Do you know one beautiful lady actually kissed my AK 47 as Zimbabweans showered us with praise during that transition? That was one of the best moments of my life.  The excitement reminded me of April 17, 1980. Anyway, my story is that Zimbabwe is not Zambia. Little Nelson is not President Hichilema. The MDC in its many factions is not UNPD. The nonsense that this and this is equal to this should stop. The overzealousness should be extinguished. There is no connection, no resemblance, no similarity and no likelihood that what happened in Zambia during their last general elections in August 2021 can and will repeat itself in Zimbabwe.

The political environments are completely different. Let's not magnify Zambia's influence in regional politics and let's not appear as if we do not know who is the big brother between Zimbabwe and Zambia.

In case you missed what happened in Zambia, let me fill you in.

President Hichilema became Zambia's seventh president when he got 59, 38 percent votes while former president Edgar Lungu of the Patriotic Front polled 38,33 percent.

President Hichilema's victory became the third time that an opposition leader has unseated an incumbent president in Zambia since 1991.

This is not by coincidence.

There is traceable history to it all.

When Zambia got its independence in 1964, its founding father was Kenneth Kaunda who ruled the country until 1991.

In the 1991 elections, Kaunda was beaten by Frederick Chiluba from the Movement for Multi-Party Democracy (MMD).

In 2001, Levy Mwanawasa, who had been handpicked by Chiluba, won to become Zambia's third president.

Unfortunately, Mwanawasa died in 2008 and was replaced by Rupiah Banda.

In 2011 Rupiah Banda was defeated by Michael Sata from the Patriotic Front.

Sata died in office in 2014 and the then vice president, a white man called Guy Scott, took over in an acting capacity.

In 2015, Lungu from the Patriotic Front won the presidency and was retained a year later after he called for a snap general election.

Lungu ruled Zambia up to August 2021 when President Hichilema took over.

As supporters of UNPD in Zambia were justifiably celebrating their hard-won victory, they were joined by sycophants from little Nelson's party in Zimbabwe.

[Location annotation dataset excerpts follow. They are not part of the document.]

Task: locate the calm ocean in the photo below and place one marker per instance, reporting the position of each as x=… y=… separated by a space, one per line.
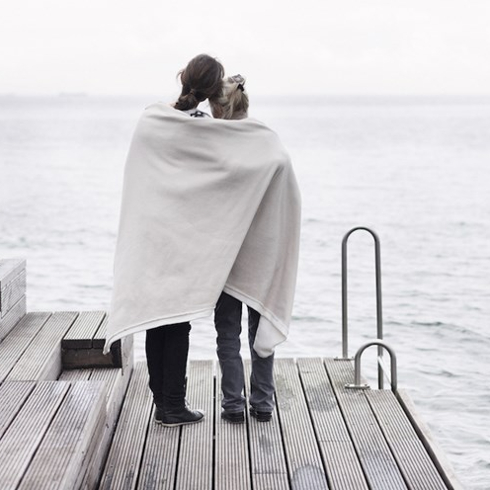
x=416 y=170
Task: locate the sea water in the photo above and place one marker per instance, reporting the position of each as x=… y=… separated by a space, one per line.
x=415 y=170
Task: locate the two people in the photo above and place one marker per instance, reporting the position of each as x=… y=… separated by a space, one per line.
x=209 y=221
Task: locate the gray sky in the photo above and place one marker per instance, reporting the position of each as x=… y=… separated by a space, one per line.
x=283 y=47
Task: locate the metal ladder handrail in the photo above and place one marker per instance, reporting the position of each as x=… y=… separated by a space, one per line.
x=357 y=365
x=379 y=312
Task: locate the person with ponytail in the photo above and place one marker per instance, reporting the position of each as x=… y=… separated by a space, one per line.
x=210 y=220
x=167 y=346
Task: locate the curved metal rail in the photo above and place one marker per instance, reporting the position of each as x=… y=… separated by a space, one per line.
x=357 y=365
x=379 y=305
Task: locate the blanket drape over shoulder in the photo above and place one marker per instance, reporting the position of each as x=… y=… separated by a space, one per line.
x=208 y=206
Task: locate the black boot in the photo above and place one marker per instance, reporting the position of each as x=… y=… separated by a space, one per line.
x=177 y=416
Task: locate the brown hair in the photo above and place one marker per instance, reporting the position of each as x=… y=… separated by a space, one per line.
x=233 y=103
x=201 y=80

It was as if the Zambian elections have a contagion effect on little Nelson who wagged his political tail as if he was President Hichilema's running-mate in the elections.

The naivety was nauseating.

Little Nelson is now all over the place making irritating noises about voter registration blah, blah, blah.

Somehow he thinks the youths in this country belong to his party, just because he is in his 40s.

It does not matter that he hasn't done anything for the youths and he has nothing exciting to offer the youths.

The youths are supposed to eat his cheap political rhetoric.

And somehow little Nelson also thinks that youths in Zambia are the same as the youths in Zimbabwe.

I won's say much for now, but little Nelson should take stock of the kind of youths he is attracting. If he really thinks those youths will carry the day for him then he desperately needs political deliverance.